The embodiment of the invention relates to the technical field of video question answering, in particular to a method for solving a video question answering task based on a multi-mode progressive attention model.

Background

In recent years, video question answering is a very challenging new area, and is receiving the attention of researchers. The task requirement model can understand semantic information between the video and the question and generate an answer according to the semantic information. Open questions are a difficult type of question in the current stage video question-answering task, since they require the model to automatically generate natural language answers.

In the question-and-answer task, video information is more complex than image information. The video is an image sequence with strong time dynamics, and a large number of redundant frames irrelevant to the problem exist, so that the relevance between the video representation and the problem is influenced, the model cannot be accurately positioned to the video information relevant to the problem, and experiments show that the problem can be effectively solved and the accuracy of the model is obviously improved by applying the attention model to a video question-answering task.

Most of the current video question-answering tasks only extract the frame features and the clip features of the video in the implementation process, and completely ignore the audio features of the video, so that all effective information of the video is not utilized to the maximum extent. And because various information cross exists among different modal characteristics and respective expression modes are different, if only basic operations such as point multiplication, cascade connection and the like are utilized to perform characteristic fusion, the complex relationship between two modal states cannot be modeled. In order to solve the problems, the method accurately positions the video frames related to the problems or the video picture areas related to the problems in a stage-by-stage positioning mode by utilizing a multi-mode progressive attention model.

Disclosure of Invention

In this context, embodiments of the present invention are expected to provide a method for solving a video question-and-answer task based on a multi-modal progressive attention model, so as to overcome the problem that the prior art cannot provide more accurate answers to the video question-and-answer task.

In a first aspect of the embodiments of the present invention, there is provided a method for solving a video question-answering task based on a multi-modal progressive attention model, including: step S1, obtaining a video to be processed and a question; step S2, extracting frame characteristics, clipping characteristics and audio characteristics of the video as a plurality of modal characteristics of the video, and extracting text characteristics of the problem; step S3, respectively paying attention to a plurality of modal characteristics of the video by using the problem to obtain a plurality of modal representations with problem guidance, respectively calculating the weight scores of the modalities by using the problem, and selecting the modality representation with the highest weight score from the plurality of modalities as a key modality; step S4, according to the obtained modal representation and the weight score, fusing the multiple modal representations based on a multi-modal fusion algorithm to obtain a video fusion representation of the video; step S5, paying attention to the video fusion representation of the video by using the problem to obtain the video fusion representation with problem guidance; step S6, performing multi-step attention on the characteristics of the key modality by using the problem, and positioning the characteristics of the key modality more relevant to the problem in a multi-round iteration mode; and step S7, obtaining a predicted answer at least based on the question features, the video fusion representation with the question guidance and the results of the multi-step attention and the multi-turn iteration.

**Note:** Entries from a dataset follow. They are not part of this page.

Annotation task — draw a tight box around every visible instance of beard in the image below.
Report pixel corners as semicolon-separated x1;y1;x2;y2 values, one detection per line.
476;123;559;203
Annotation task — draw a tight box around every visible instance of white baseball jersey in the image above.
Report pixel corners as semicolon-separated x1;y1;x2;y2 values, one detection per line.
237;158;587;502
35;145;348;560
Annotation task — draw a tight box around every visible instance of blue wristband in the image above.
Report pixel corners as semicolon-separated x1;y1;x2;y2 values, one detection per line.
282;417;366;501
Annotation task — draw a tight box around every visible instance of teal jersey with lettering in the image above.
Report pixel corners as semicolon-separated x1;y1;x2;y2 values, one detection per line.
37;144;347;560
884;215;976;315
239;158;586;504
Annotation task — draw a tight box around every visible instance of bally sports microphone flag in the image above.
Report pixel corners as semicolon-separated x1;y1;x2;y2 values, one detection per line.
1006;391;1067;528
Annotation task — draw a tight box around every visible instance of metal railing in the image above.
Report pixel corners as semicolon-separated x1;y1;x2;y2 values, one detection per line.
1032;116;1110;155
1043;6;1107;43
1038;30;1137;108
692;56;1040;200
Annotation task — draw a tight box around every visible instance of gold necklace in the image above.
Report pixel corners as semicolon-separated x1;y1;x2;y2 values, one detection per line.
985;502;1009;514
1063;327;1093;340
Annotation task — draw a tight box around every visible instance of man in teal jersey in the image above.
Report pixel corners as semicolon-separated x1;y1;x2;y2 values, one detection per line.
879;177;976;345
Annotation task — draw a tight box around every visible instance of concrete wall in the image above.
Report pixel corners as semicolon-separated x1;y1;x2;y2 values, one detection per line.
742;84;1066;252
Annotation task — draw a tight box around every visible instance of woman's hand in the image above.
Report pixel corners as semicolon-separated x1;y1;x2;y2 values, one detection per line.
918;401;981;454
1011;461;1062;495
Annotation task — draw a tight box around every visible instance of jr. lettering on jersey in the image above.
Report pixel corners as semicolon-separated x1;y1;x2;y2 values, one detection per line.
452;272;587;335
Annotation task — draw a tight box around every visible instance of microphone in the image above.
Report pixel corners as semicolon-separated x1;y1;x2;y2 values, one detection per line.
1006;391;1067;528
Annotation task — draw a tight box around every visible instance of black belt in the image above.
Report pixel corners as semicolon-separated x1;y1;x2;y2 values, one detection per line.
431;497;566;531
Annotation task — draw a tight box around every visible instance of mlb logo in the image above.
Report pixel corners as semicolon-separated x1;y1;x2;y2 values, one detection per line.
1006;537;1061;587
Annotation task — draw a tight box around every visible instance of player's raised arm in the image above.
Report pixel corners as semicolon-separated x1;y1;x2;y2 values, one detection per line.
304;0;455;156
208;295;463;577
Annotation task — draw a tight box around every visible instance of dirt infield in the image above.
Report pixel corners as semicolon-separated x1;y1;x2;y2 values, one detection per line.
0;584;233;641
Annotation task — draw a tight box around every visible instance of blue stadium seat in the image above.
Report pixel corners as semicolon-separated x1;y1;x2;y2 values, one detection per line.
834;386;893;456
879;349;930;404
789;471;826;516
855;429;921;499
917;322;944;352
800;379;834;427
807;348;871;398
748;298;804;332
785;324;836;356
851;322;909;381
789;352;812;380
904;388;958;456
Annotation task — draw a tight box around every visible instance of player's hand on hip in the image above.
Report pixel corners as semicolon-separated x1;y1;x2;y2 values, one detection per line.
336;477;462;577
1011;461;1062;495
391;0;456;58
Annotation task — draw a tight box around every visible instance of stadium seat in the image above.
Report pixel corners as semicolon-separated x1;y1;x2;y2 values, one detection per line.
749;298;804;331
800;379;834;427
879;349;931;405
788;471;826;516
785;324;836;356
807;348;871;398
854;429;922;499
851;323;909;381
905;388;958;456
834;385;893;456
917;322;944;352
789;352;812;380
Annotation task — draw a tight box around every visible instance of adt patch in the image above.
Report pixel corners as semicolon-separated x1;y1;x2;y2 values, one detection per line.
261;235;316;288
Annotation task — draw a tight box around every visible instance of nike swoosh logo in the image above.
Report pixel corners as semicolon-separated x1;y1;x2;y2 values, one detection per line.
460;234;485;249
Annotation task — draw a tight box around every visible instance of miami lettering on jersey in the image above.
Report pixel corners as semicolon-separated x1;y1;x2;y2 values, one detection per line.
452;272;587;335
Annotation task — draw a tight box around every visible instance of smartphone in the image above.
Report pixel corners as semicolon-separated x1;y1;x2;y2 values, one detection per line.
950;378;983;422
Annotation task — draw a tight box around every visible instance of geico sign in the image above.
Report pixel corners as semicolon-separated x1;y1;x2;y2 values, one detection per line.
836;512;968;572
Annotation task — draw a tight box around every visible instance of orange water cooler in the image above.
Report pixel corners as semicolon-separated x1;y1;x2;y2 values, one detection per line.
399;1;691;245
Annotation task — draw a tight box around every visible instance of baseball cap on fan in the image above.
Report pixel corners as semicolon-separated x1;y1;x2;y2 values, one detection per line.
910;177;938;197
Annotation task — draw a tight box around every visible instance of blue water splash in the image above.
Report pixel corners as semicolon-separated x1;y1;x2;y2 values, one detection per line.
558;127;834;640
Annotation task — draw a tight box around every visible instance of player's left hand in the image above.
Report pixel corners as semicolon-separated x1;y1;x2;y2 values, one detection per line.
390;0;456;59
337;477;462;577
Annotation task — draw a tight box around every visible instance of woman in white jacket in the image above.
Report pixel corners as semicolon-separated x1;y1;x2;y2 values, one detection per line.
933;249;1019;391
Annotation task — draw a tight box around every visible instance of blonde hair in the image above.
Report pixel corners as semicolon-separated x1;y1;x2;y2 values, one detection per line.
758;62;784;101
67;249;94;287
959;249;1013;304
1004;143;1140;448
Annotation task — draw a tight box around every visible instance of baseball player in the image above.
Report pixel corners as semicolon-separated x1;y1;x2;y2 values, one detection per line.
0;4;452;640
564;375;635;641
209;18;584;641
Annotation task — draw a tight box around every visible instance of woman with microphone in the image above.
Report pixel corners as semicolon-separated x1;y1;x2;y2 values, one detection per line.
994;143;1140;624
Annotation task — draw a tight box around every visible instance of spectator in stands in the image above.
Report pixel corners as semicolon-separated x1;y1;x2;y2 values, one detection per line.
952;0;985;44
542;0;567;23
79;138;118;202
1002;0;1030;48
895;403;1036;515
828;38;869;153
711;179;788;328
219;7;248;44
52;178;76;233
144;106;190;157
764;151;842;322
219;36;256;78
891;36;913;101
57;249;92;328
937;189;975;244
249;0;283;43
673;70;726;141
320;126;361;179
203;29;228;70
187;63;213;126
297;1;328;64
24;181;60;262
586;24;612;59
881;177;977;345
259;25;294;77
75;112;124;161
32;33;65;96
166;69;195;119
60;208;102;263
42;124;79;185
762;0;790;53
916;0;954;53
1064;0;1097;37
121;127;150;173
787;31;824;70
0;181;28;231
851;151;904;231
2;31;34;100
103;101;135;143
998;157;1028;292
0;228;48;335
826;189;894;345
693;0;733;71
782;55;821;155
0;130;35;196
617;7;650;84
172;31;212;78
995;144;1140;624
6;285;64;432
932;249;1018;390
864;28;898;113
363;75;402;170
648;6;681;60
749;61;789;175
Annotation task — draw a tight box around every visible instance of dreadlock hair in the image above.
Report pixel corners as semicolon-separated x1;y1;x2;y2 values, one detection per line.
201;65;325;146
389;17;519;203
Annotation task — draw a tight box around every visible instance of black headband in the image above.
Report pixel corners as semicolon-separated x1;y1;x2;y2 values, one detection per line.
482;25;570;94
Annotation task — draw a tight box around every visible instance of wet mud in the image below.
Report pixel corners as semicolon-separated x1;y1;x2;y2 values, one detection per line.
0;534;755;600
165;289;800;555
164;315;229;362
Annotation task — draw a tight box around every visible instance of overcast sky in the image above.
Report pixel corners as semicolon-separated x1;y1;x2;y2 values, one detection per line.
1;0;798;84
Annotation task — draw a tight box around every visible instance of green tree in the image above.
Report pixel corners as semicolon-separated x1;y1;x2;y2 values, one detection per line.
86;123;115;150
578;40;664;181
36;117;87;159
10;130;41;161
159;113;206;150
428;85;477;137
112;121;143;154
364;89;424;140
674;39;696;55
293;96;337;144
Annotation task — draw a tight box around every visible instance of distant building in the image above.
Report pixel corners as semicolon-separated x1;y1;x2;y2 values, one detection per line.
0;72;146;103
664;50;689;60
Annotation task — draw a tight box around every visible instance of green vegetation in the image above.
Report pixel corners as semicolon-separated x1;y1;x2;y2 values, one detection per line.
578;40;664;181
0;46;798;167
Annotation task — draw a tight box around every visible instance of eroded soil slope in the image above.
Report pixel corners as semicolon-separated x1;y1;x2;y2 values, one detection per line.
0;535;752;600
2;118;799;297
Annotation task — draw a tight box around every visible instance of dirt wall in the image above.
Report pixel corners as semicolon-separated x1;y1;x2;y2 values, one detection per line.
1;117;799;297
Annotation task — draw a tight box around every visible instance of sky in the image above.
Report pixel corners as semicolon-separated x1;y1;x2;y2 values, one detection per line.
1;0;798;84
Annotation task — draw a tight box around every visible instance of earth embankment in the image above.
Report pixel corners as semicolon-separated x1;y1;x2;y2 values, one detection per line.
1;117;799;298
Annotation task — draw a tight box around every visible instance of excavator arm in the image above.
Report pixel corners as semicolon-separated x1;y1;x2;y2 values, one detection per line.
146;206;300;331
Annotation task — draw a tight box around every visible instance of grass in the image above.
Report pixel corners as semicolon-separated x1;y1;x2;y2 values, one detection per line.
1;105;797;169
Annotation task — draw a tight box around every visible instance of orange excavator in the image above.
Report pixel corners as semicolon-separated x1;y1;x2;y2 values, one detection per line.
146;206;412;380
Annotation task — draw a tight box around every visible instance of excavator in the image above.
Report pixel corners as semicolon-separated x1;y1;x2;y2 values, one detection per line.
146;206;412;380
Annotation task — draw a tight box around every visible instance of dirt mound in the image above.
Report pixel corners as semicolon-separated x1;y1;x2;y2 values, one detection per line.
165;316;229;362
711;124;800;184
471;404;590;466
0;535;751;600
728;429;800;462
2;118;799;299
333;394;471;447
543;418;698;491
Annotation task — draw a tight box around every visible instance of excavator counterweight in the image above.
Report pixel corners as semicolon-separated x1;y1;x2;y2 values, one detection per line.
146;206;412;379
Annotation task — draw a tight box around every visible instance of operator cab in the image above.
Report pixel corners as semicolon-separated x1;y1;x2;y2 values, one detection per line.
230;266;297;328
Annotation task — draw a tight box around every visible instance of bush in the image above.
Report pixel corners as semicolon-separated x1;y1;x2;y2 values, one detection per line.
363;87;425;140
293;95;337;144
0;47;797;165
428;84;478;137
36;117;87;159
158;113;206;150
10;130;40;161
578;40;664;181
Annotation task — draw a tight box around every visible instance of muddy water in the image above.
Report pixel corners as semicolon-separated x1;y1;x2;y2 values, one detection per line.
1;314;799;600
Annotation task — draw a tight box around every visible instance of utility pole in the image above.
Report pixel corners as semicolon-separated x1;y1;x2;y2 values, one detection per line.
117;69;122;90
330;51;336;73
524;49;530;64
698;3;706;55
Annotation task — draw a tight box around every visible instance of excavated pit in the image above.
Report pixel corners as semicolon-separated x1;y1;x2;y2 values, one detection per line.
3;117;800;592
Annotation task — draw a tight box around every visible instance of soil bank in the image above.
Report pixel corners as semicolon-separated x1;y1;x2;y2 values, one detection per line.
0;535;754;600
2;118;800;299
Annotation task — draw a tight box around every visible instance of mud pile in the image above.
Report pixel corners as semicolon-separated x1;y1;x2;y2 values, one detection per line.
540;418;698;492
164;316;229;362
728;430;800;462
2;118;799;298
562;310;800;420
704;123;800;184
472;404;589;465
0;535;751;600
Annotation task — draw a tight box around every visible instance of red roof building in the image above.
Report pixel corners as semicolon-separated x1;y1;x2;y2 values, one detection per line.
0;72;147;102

Further, the step of extracting the frame feature, the clip feature and the audio feature of the video in step S2 includes: step S21, extracting the frame characteristic v of the video by utilizing a pre-trained ResNet model_f＝{f₁,f₂,...,f_N1}，Wherein f is_iRepresenting the ith frame in a videoThe frame characteristics of (a) are determined,i is 1,2,3, …, N1, N1 denotes the number of frames, d denotes the dimension of the frame feature; step S22, extracting the clipping feature v of the video by utilizing the pre-training TSN network_c＝{c₁,c₂,…,c_N2}，Wherein, c_jIndicating the clipping characteristics of the jth clip in the video,j is 1,2,3, …, N2, N2 indicates the number of clips, and the dimension of the clip feature is the same as the dimension of the frame feature; step S23, converting the audio in the video into a spectrogram according to the Mel inverse pedigree number to be used as the input of a pre-training GoogleNet model, and then extracting the audio characteristic v of the video by using the pre-training GoogleNet model_a＝{a₁,a₂,...,a_N3}，Wherein, a_kRepresenting the audio features of the kth audio in the video,k is 1,2,3, …, N3, and N3 denote the number of audios, and the dimension of the audio feature is the same as that of the frame feature;

the step of extracting the problem feature in step S2 includes: step S24, performing one-hot encoding expression on all words in the question, and obtaining question expression q ═ { q ═ q {₁,q₂,...,q_TWherein q is_tIs a one-hot coded representation of the tth word in the question, T ═ 1,2,3, …, T represents the length of the question; step S25, obtaining a word embedding matrix by using the pre-training word embedding model GloVeWherein, | N_vocabI denotes the number of words, number of the data setThe value 300 represents the feature dimension of each word vector; step S26, embedding the question q into a low-dimensional continuous vector space through the word embedding matrix E to obtain a word embedding vector x_t＝E*q_tT1, 2,. said, T; step S27, embedding vector by using LSTM encoding word to obtain text characteristic of questionLSTM_q(. cndot.) represents a long-short term memory network that handles word-embedded vectors.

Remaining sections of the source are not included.